Hair loss in women may be due to factors such as stress, family history, type of hairstyle, or due to autoimmune disease, according to the Cleveland Clinic. First, let's take a look at the hair growth cycle:

  1. Growing Phase (Anagen) - This first stage is the longest. The hairs on the head can grow for 3 to 5 years, or longer for some people.  In this phase, the hair follicles push out hairs that continue to grow, unless the hairs are cut or reach the end of their lifespan. 90% of hairs will be in this stage at any given time.
  2. Transition Phase (Catagen) - Hair follicles shrink and hair growth is slow.

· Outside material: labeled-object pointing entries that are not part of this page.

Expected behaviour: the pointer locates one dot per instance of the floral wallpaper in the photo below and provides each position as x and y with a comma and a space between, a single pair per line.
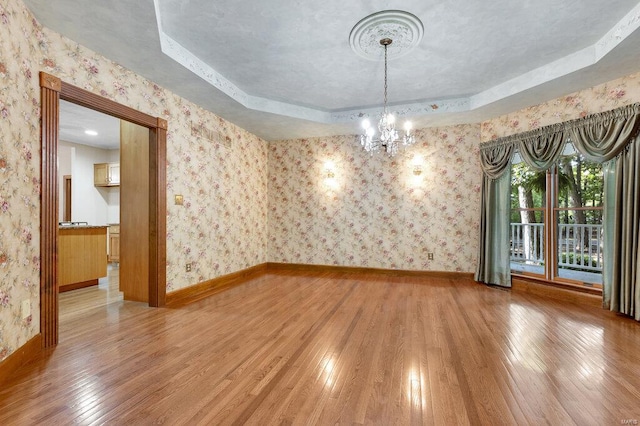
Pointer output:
604, 97
320, 201
222, 226
374, 211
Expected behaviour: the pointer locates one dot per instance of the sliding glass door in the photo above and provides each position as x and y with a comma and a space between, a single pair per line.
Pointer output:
556, 220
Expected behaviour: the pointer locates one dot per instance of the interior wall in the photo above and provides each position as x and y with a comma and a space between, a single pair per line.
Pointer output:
375, 212
220, 228
88, 203
65, 153
604, 97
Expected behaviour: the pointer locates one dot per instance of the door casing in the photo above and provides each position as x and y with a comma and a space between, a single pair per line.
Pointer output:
52, 89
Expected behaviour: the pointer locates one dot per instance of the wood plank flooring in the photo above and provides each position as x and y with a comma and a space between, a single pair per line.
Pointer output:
290, 348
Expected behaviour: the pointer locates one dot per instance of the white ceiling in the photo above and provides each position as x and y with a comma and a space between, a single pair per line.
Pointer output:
75, 120
284, 68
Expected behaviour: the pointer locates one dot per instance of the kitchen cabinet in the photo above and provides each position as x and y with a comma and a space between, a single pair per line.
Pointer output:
82, 253
114, 243
106, 174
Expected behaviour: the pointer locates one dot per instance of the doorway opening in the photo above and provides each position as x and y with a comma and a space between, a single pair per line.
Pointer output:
52, 91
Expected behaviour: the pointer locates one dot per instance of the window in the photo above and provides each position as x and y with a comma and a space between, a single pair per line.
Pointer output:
556, 220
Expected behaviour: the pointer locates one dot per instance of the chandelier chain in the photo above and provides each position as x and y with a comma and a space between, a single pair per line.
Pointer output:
385, 78
388, 138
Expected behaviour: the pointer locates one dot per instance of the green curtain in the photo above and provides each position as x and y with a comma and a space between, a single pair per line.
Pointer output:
622, 290
541, 150
493, 254
493, 258
611, 138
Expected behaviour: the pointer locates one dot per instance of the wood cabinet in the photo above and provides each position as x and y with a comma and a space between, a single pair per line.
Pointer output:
106, 174
82, 256
114, 243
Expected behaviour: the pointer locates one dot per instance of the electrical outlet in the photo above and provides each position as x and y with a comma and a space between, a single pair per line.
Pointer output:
26, 309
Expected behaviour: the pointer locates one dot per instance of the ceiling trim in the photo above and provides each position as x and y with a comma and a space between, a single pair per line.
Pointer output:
578, 60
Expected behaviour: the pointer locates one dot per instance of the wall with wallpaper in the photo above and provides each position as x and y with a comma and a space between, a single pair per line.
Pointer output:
375, 212
604, 97
222, 226
246, 201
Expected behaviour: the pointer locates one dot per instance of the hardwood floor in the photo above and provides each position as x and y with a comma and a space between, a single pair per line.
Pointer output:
287, 348
78, 302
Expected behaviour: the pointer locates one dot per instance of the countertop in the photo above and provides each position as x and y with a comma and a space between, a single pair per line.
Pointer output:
81, 226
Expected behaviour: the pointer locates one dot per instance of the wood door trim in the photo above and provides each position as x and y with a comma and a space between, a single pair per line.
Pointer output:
52, 89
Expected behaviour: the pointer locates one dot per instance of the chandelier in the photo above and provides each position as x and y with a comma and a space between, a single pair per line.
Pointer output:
387, 137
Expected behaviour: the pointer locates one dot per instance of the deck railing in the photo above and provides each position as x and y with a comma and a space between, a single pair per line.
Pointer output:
579, 245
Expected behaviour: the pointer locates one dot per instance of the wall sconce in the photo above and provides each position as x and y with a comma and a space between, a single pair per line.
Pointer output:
417, 165
330, 176
328, 169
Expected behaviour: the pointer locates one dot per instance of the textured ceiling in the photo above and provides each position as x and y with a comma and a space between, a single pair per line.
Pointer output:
75, 120
284, 68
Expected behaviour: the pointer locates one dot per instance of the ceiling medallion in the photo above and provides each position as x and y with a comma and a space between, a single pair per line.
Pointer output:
404, 28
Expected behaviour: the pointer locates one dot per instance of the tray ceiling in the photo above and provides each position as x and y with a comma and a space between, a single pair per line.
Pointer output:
285, 69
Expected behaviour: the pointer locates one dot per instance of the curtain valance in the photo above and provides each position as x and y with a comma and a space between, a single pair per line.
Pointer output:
599, 137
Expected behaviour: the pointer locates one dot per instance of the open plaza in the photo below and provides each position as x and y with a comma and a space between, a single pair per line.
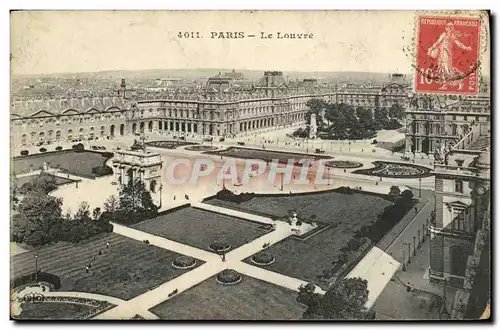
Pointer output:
140, 280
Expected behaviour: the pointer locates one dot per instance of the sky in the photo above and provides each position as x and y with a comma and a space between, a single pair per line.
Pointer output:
90, 41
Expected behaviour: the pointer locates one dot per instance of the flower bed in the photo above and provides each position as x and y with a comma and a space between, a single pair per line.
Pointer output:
396, 170
220, 247
343, 164
200, 148
263, 259
168, 144
228, 277
184, 262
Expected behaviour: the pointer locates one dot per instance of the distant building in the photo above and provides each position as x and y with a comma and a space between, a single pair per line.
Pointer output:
432, 123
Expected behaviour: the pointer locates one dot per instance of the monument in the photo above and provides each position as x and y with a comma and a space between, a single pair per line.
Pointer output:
313, 127
138, 163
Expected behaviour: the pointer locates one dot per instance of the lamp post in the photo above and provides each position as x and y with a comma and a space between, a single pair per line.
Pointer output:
409, 253
160, 189
36, 268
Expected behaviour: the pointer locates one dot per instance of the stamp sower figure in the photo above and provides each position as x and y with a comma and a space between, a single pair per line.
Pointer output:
442, 50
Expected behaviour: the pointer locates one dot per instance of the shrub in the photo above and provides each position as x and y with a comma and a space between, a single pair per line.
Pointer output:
107, 154
102, 170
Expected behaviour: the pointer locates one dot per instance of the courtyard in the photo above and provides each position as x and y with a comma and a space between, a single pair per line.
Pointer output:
20, 181
78, 163
201, 228
251, 299
266, 155
124, 270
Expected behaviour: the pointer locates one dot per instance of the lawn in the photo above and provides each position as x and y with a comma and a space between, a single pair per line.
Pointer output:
77, 163
29, 178
251, 299
52, 311
201, 228
125, 270
266, 155
169, 144
306, 259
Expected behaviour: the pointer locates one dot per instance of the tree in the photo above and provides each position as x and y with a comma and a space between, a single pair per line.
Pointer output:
394, 192
136, 203
111, 204
39, 218
344, 301
316, 106
381, 118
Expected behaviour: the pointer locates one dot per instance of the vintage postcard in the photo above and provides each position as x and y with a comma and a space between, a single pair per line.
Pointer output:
250, 165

The hair separates from the bottom of the hair follicle. 5% of hairs will be in this phase at any given time. This stage lasts about 10 days.
  3. Resting Phase (Telogen) - Hair typically does not grow nor falls out during this stage of resting.  However, new hairs start to form in follicles that just released the old hairs in phase 2 (Catagen). This phase affects 10 to 15% of the scalp and can last for 3 months. 
    • The Exogen Phase is when the hair sheds and is a part of the telogen phase. Hair is shed from the scalp and is also lost while brushing or washing the hair. It is normal to lose 50 to 100 hairs per day during this phase. New hair grows as old hair falls out. This can last 2 to 5 months.
  4. Early Anagen - This phase continues with the new hairs that grow and the cycle starts all over again.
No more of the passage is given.